Linear approximation when a norm is the quantity of interest.

differentiability
Published

July 20, 2021

In the setting of some our linear approximation work, I was recently asked the excellent question of what to do when the quantity of interest is a norm. The short answer is that there doesn’t seem likely to be an easy fix except when the dimension of the parameter is very small. But I can suggest a direction to look for a workable solution in practice.

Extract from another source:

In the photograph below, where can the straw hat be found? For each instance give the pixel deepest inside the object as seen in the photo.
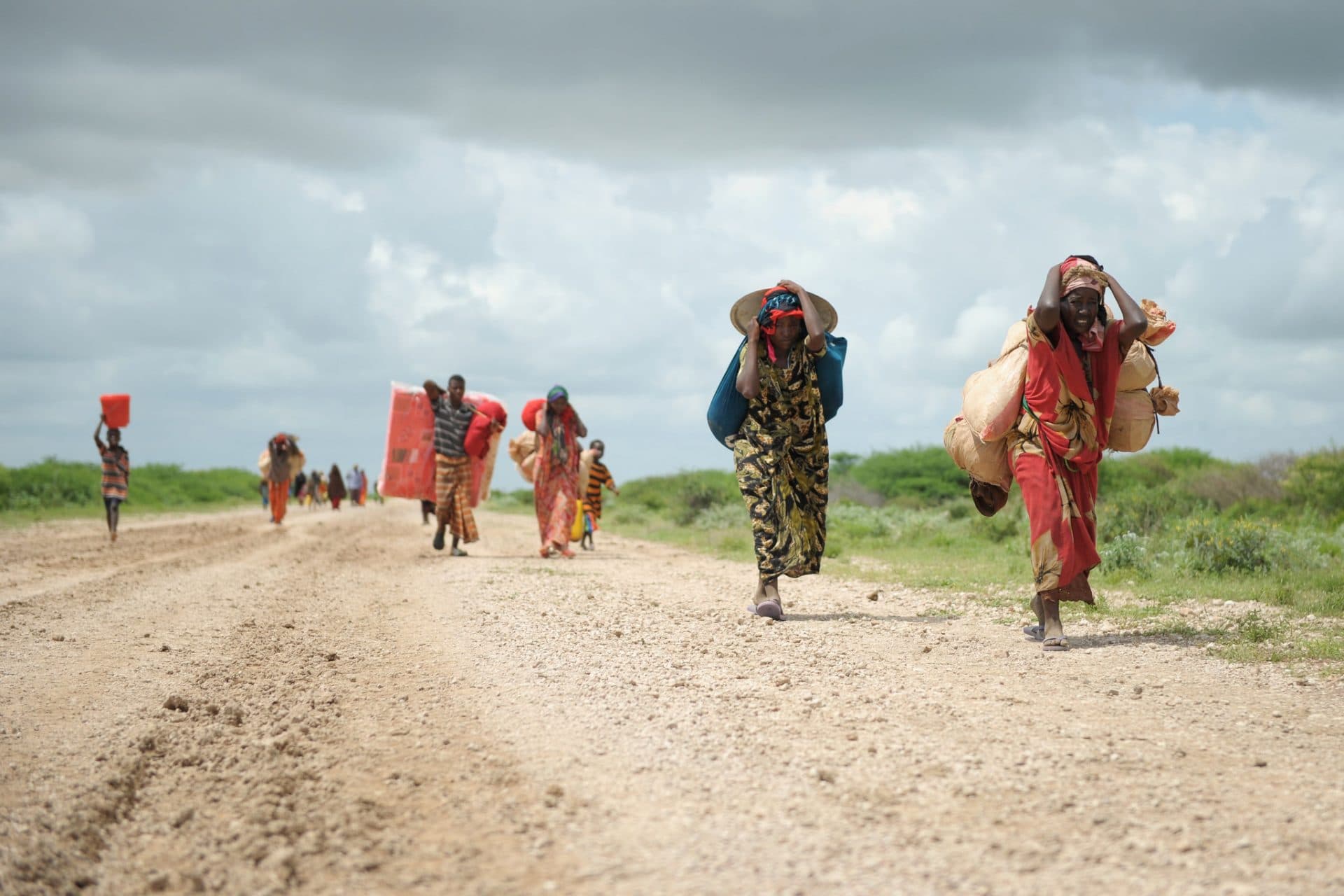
(749, 307)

For concreteness, suppose we have data weights \(w\), an estimator \(\hat{\theta}(w)\) with \(\hat\theta = \hat\theta(1)\), and we wish to remove a small proportion of the data in order to produce a large change in \(\phi(\theta) = || \theta - \hat\theta||_2^2\). By the chain rule, \(d \phi(\hat\theta(w)) / dw = 2 || \hat\theta(w) - \hat\theta||_2 d \hat\theta(w) / dw\), which is zero at \(w = 1\). What to do?

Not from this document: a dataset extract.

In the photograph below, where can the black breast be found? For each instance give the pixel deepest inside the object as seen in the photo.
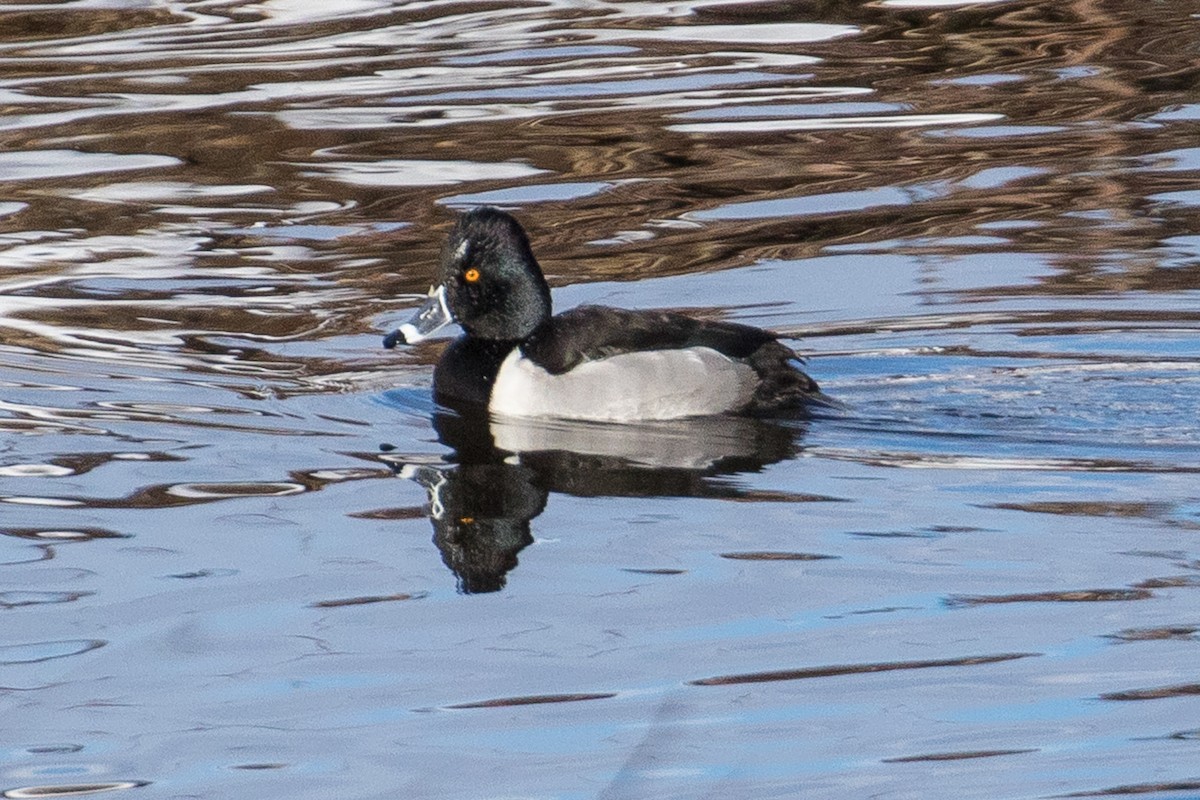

To my mind, the first thing to realize is that the zero derivative is a bit of red herring. We might as well have analyzed \(\phi(\theta) = || \theta - \hat\theta||_2\), which is approximately \(\phi(\theta) = || \theta - \hat\theta||_1 = \sum_{d} |\theta_d - \hat\theta_d|\) for \(\theta\) close to \(\hat\theta\), where \(\theta = (\theta_1, \ldots, \theta_D)^T\). The absolute value is not differentiable at \(0\), so you can see that there will be no single linear approximation that will provide a good approximation to the norm. But now the task is a bit clearer — we must somehow form a linear approximation to each “facet” of \(w \mapsto \sum_{d} |\theta_d(w) - \hat\theta_d|\).

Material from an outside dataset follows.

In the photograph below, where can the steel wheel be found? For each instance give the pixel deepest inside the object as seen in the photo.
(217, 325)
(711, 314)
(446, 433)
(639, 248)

To this end, let \(s\) denote a length-\(D\) vector consisting of \(-1\) or \(1\), i.e., \(s \in \{ -1, 1\}^D\). With this notation, \(\sum_{d} |\theta_d(w) - \hat\theta_d| = \max_{s \in \{ -1, 1\}^D} \sum_{d} s_d (\theta_d(w) - \hat\theta_d)\), since the maximum over \(s_d\) will simply choose the sign of \(\theta_d(w) - \hat\theta_d\). Suppose that we restict \(w \in \Omega_w\) (e.g., \(\Omega_w\) could be the set of vectors with ones in all entries except for \(M\) zeros, corresponding to leaving out \(M\) datapoints). Then

\[ \begin{align} \max_{w \in \Omega_w} || \hat\theta(w) - \hat\theta||_1 ={}& \max_{w \in \Omega_w} \max_{s \in \{ -1, 1\}^D} \sum_{d} s_d (\hat\theta_d(w) - \hat\theta_d) \\={}& \max_{s \in \{ -1, 1\}^D} \max_{w \in \Omega_w} \sum_{d} s_d (\hat\theta_d(w) - \hat\theta_d). \end{align} \]

By exchanging the order of the max, we have made the problem more tractable since, for a fixed \(s\), the quantity \(w \mapsto s_d (\hat\theta_d(w) - \hat\theta_d)\) is differentiable and can be treated with the linearization techniques from our papers. If \(D\) is very small, then one can find the adversarial choice for all \(2^D\) possible \(s\) vectors and take the max over all of them.

But in the more common case that \(D\) is large, some way of searching the space of \(s\) vectors is necessary. Although it seems likely to me that finding the exact optimal \(s\) may be a hard combinatorial problem, it may not be hard to approximately find a sign vector that produces a large change in cases when a large change can be produced. Since linearization produces at worst a sub-optimal set of points to remove anyway, further approximation still produces a lower bound on sensitivity as long as \(\hat\theta(w)\) can be re-computed. In any case, I like this formulation because it seems to make it clear what is hard about forming linear approximations to norms, and provides some directions to think about solutions.